Margaret River’s SuperTown status at risk

The President of the Shire of Augusta Margaret River believes the region’s high profile and strong tourism growth will be enough to protect it from suffering should the new state government move to scrap the SuperTowns program.

Responding to strong indication from regional development minister Alannah MacTiernan that the Royalties for Regions program will receive an overhaul, president Ian Earl said the region was well placed to continue growth.

“The SuperTowns program has been very beneficial to the Shire of Augusta Margaret River for a few reasons, one of them being that it forced the region to deliver very well researched, conservative financial and development plans, putting in place long term visions,” Cr Earl said.

“From my understanding and from what I have heard, Ms MacTiernan considers the Margaret River region a special case given that we have had extremely positive results from our work within the program, and the South West continues to be the popular choice for tourists.”

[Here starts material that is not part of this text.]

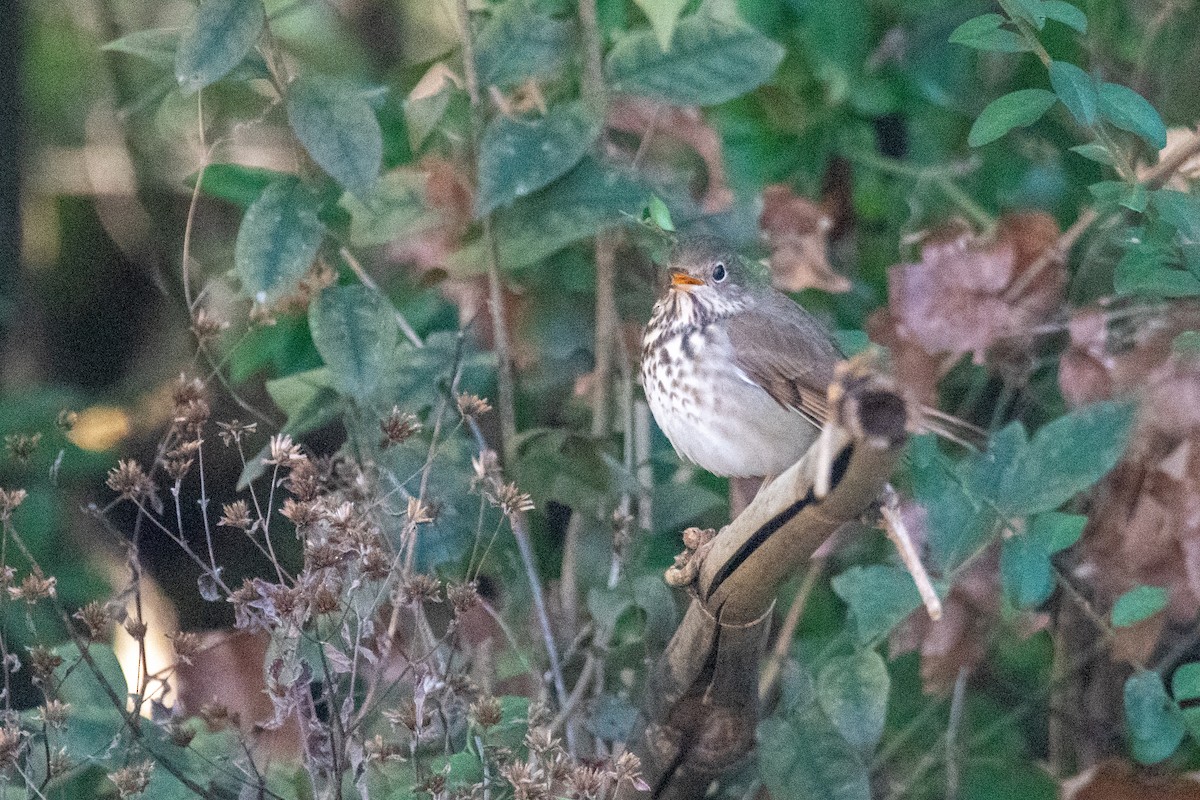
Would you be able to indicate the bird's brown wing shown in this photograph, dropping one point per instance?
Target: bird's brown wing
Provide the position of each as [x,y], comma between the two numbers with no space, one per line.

The program, which was first proposed by former Nationals WA leader Brendon Grylls, has invested more than $6 billion in the regions since 2008.

Ms MacTiernan said the incoming Labor government would redirect Royalties for Regions funding to infrastructure that created jobs, such as renewable energy projects.

Ms MacTiernan said fewer “ribbon cutting opportunities” and town beautification projects would be funded.

“Too much of the focus of the program to date had been on amenity,” she said.

“This hasn’t created sustainable jobs in the regions and has left local governments with facilities they cannot afford to run long-term.”

Cr Earl said the influx of visitors over the Easter weekend was a clear indication the state government could not ignore the South West region.

“I think it’s very important that we remain in the eye of the government and that all the good work that has been established already, like Surfers Point and the Cultural Centre redevelopment, continues,” he said.

“It’s clear that the tourists are not going to just stop coming, and we need to concentrate on being prepared for that to continue to support the local economy as it grows.”